My class was lucky to get a Q&A with Camille. Read on to find out what my seven year olds wanted to know…
Where did you get the idea for the story from?
It’s based on the myth of the Rabbit in the Moon. Some people can see a man in the moon, others can see a rabbit.
Why is the story set in Japan?
Japan is one of the countries where the Rabbit in the Moon myth exists. My mum is Japanese too so I thought it’d be nice to set it there.
Why did you choose a rabbit as the animal in the story?
Rabbits are awesome! They’re very interesting animals. They’re cute and seem vulnerable but they can also be strong and sometimes aggressive.
Which came first, the story or the pictures?
Definitely the pictures. I naturally think in pictures rather than words. I usually think of a nice picture I want to draw and then more picture ideas come from there, which then become a story.
Have you always been fascinated by the moon?
Not particularly, but when I was a child some of my favourite TV programmes were based on the moon. Ask your teacher or another adult about “Button Moon” or the “Clangers” who lived on a planet that was just like our moon.
Have you ever looked through a telescope at the moon? If so, how did it make you feel?
What went through your head at the time?Yes, I have. It made me feel very small. I wondered whether one day it’ll be normal for humans to go and visit the moon, for a holiday or to live. I have also seen Jupiter through a telescope which is very impressive. I wouldn’t want to live there though – ask your teacher why!
Is this the first book you have published?
Yes, it is, and I hope to publish more one day.
Were you good at writing stories and drawing as a child?
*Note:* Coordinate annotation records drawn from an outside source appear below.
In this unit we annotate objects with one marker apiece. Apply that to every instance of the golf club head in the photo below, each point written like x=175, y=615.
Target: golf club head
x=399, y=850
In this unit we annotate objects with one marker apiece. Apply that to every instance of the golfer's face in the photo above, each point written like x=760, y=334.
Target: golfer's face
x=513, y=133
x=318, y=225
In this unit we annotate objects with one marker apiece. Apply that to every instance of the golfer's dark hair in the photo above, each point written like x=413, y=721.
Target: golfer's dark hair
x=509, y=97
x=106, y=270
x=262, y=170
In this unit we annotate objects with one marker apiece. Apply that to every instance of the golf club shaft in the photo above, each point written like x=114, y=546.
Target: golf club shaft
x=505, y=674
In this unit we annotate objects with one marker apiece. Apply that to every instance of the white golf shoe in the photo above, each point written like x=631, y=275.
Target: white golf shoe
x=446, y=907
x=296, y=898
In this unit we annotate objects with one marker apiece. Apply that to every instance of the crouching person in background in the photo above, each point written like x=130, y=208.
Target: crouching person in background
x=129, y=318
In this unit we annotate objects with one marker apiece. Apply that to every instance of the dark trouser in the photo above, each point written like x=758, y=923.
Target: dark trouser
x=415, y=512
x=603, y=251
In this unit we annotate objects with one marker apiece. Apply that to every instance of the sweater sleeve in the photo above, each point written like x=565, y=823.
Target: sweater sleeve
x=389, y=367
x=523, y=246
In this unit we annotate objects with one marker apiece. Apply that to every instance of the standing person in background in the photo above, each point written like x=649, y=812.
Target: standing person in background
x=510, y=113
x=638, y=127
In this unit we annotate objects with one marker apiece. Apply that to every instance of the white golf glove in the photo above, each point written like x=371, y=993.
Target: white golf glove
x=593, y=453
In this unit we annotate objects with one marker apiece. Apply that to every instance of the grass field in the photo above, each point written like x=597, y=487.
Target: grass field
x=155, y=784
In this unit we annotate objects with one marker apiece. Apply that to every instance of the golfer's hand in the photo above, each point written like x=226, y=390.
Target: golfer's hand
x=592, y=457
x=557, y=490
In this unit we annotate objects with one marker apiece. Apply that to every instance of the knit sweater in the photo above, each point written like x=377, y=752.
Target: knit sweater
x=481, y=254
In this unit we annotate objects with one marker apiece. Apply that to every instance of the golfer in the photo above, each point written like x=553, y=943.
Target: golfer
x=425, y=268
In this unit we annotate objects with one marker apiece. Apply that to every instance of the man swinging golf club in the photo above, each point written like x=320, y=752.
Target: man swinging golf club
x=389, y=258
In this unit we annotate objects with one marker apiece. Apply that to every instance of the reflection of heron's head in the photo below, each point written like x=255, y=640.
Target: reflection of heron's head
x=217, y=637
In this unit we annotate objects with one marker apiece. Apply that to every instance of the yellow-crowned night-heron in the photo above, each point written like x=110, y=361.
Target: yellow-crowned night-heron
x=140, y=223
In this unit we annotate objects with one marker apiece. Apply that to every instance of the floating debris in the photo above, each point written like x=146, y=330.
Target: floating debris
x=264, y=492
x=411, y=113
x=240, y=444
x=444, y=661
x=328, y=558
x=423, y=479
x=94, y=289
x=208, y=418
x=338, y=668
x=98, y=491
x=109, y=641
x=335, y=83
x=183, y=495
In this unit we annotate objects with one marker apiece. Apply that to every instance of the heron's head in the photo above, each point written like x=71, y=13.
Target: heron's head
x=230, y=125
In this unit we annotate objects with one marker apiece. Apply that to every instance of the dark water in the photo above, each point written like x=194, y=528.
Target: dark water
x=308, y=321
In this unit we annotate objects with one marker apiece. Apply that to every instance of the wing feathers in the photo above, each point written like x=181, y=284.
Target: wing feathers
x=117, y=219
I was pretty good at drawing as a child. I used to make up stories but I never really wrote them down. I much preferred drawing them. I don’t think it matters whether anyone is “good” at drawing or writing. If you enjoy it, you should do it. The more you do it, the better you’ll become.
What do you like about writing stories?
I have a lot of stories and other things in my head. If I write them down, it gives me room to think about even more!
Do you prefer fiction or non-fiction books?
That’s a difficult question. I like non-fiction because I like learning about new things, but sometimes the things I learn about are scary because they’re real.
I like fiction because there are no rules, anything can happen. If you want to read about a boy whose feet are made of cheese, or a girl who has six tails, then you can go and find that book. If it doesn’t exist (I don’t think cheesy feet boy or six tail girl books exist!), then you can write it for others to read. If you can imagine it, it can be a story.
Did you study to become an artist? If so where did you study?
Yes, I did. I went to Cambridge School of Art and did a master’s degree that specialised in children’s book illustration.
How did you make the pictures -did you use paint, pencils or a computer?
I used Quink ink, which is supposed to really be just for writing, and I used watercolour paints, coloured pencils and some acrylic ink.
Do you have a pet?
Just imaginary ones at the moment! I’ve actually never had a pet before – not even a goldfish! I’d love to have a cat but I seem to be allergic to a lot of them. I also would like to have a rabbit or two, and maybe a dog. I also like guinea pigs!
If you weren’t working as an author/ illustrator, what would you do instead?
Hmmm, maybe I’d like to be a dressmaker. I like sewing, but I’m not very quick at making things.
Could we please get a picture of Camille’s workspace and some jottings?
You can have a picture of my workspace but please bear in mind Albert Einstein’s quote…“If a cluttered desk is a sign of a cluttered mind, of what, then, is an empty desk a sign?”;-)
Shahad: ” Miss, Camille’s desk is just as cluttered as yours!”
Gotta love the honesty and observation skills of children!
We would like to thank Camille for answering our questions and wish her good luck for her first book.
Luna and the Moon Rabbit written and illustrated by the wonderful Camille Whitcher and published by Scribblers, winner of the Stratford- Salariya Picture Book Prize, definitely worth a read.